The ordinary becoming extra-ordinary

Midweek Advent Worship Reflection, by Pastor Will Rose

Isaiah 61:1-4,8-11

(Can you hum this tune in your head?) Trim up the tree with Christmas stuff
Like bingle balls, and who-foo fluff. Trim up the town with goo-who gums and bizil-bix and…

Maybe you have seen the Grinch and you know how it goes.
Or how about this one…

It’s beginning to look a lot like Christmas, everywhere you go…

Or this one…

Deck the halls with boughs of holly, fa la la la la… (now that song is in your head!!!)

 

This is a season of decorating.

Lights and bows, holly and garland, tacky Christmas sweaters… unfortunately, sometimes glitter.

Growing up my dad did not like to decorate the house for Christmas, sure we did the tree and a few wreathes but no lights on the outside of the house, BUT he did drive us around to see the houses that went all out on lights, and we loved it, it became one of our family traditions, hunting houses with awesome lights.

It is a season of turning the ordinary and routine into something bright, to catch your eye, to stand out, to help you feel festive.

With our liturgical seasons, within our churches and in our homes, the hope is that these lights and decorations draw us into the light of Christ, that they will enlighten and shine on those hidden longings of our own lives and in our world and that they will draw us into the mystery of God.

It is a season to dress up and decorate.

And I love it, everything except the glitter, (but oh well) tis the season.

And so I connect with this proclamation from Isaiah that says,

“For he has clothed me with the garments of salvation, he has covered me with the robe of righteousness, as a bridegroom decks himself with garland, and as a bride adorns herself with her jewels.”

Advent is a time to get ready for God.

To decorate the ordinary to get ready for an extra-ordinary God who promises to come among us.

I also believe Advent is a great time to ask and reflect how we dress things up, and why we do it.

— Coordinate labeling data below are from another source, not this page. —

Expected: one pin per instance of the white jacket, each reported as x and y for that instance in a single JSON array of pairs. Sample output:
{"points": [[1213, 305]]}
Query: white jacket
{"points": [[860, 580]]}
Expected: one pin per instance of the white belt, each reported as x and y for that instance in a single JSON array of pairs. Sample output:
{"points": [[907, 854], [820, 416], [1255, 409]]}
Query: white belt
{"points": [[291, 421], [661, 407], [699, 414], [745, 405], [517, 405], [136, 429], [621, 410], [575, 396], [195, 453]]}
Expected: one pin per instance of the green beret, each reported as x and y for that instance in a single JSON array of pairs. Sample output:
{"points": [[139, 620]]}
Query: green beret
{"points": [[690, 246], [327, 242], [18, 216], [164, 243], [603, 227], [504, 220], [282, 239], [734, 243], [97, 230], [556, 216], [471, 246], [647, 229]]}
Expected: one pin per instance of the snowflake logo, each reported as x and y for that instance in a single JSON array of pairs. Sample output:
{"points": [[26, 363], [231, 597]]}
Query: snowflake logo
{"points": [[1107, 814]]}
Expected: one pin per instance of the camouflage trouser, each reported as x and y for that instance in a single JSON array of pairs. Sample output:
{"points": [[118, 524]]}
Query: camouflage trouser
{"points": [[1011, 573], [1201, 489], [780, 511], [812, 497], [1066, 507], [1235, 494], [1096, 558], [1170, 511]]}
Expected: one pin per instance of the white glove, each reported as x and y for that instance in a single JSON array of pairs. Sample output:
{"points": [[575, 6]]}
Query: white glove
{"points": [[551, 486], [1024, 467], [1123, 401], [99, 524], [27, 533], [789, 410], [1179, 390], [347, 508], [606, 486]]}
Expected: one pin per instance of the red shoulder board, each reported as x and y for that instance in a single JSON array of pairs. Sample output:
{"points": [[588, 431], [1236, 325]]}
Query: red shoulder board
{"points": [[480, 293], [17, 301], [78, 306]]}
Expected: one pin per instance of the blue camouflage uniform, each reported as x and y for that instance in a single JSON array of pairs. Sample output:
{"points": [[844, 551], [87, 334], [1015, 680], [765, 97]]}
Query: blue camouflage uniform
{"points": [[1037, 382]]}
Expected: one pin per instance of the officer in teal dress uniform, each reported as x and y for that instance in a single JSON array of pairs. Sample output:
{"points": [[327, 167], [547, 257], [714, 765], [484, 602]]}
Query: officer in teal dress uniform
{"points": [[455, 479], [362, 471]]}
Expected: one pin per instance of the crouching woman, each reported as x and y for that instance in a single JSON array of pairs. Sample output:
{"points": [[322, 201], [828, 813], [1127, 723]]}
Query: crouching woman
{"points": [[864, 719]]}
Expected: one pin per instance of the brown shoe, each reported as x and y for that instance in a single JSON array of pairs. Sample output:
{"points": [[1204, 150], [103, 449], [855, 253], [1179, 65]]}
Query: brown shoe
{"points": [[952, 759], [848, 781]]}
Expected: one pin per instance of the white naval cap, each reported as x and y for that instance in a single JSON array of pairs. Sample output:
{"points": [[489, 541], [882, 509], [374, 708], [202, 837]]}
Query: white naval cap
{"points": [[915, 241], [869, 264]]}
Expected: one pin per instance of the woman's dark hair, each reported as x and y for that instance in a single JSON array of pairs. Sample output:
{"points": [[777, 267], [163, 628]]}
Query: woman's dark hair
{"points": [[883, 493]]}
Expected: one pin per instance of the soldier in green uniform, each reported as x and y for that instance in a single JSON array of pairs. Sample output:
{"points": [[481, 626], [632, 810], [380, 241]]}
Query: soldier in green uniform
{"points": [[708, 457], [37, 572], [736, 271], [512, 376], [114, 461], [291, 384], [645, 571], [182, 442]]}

And not just all the stuff on the outside of our lives but also on the inside… our hearts, our souls, our faith.

Our confession each Sunday during Advent has us praying this prayer, “Grant us wisdom to welcome your light and to seek the things that will endure until Christ comes again in glory.”

What is it that endures?

What is it that truly lasts?

What is it that we want to present to God when God does show up?

Isaiah gives us a clue of what’s important.

In fact this was the text Jesus uses for his first sermon in Luke.

(it also gets him kicked out of his hometown!)

“The spirit of the Lord is upon me…

To bring good news to the oppressed, to bind up the brokenhearted,

To proclaim liberty to the captives, release to the prisoners.

To comfort all who mourn…

To build up the ancient ruins…

To raise up the former devastations…

To repair the ruined cities…”

Again we see this vision of a “holy reversal” of things in the world, the turning of things upside down and inside out.

Perhaps this is similar to the decorating and the transformation of the ordinary into something extra-ordinary.

And this is great to do for our homes, and buildings, our sweaters and greeting cards, but let us not forget how we express, present, and practice our faith.

As we wait for and encounter Emmanuel, the long awaited Christ, God with us, let us ask ourselves,

How do we adorn our faith?

What does it look like to others?

In the end, what will endure?

For all the newcomers who join us for worship over the holidays, what does our faith look like and sound like?

How do we express the good news of God’s love and grace to those hungry to experience it?

Again Isaiah proclaims,

“For I the Lord love justice, I hate robbery and wrongdoing. I will greatly rejoice in the Lord, with my WHOLE being. For God has clothed me with garments of salvation.”

Almost every morning after I drop the girls off at school I swing by this one convenient store to pick up a coffee or Diet Dew. It’s the same guy behind the counter, owner/manager from India. This week he stepped out of the casual small talk routine to ask me if I “work around here.” I shared I am the Lutheran Pastor of the Lutheran Church right down the road. He says he passes the church all the time, he shares he is from India and he’s Catholic.

Then he asks me, “so do Lutheran’s believe in Jesus?”

I fought off the temptation to say “some of us do” and I give him the 30 second version of what Lutheran’s believe and our similarities with Catholicism. We bonded over our shared faith and wished each other a Merry Christmas.

As we head into the big show of Christmas Eve I was reminded once again that as self-important and well known we think we are there are some who have no clue who we are or what we believe.

Even with all the “press” of the 500th anniversary of the Reformation this guy had no clue who Lutherans were.

As we wind down Advent and head into the good news and mystery of Christmas.

Pay attention and be open to the conversations you have.

Our extra-ordinary God shows up in ordinary and humble ways.

Pay attention and be intentional in how you express and dress your faith and hospitality.

For some we encounter, we may be their only interaction with our denominational tradition, or more importantly the Christian faith.

Go preach the gospel, this is not reserved for the pastor in the pulpit in front of 100’s of people, our Christian witness happens in the small out of routine conversations as well.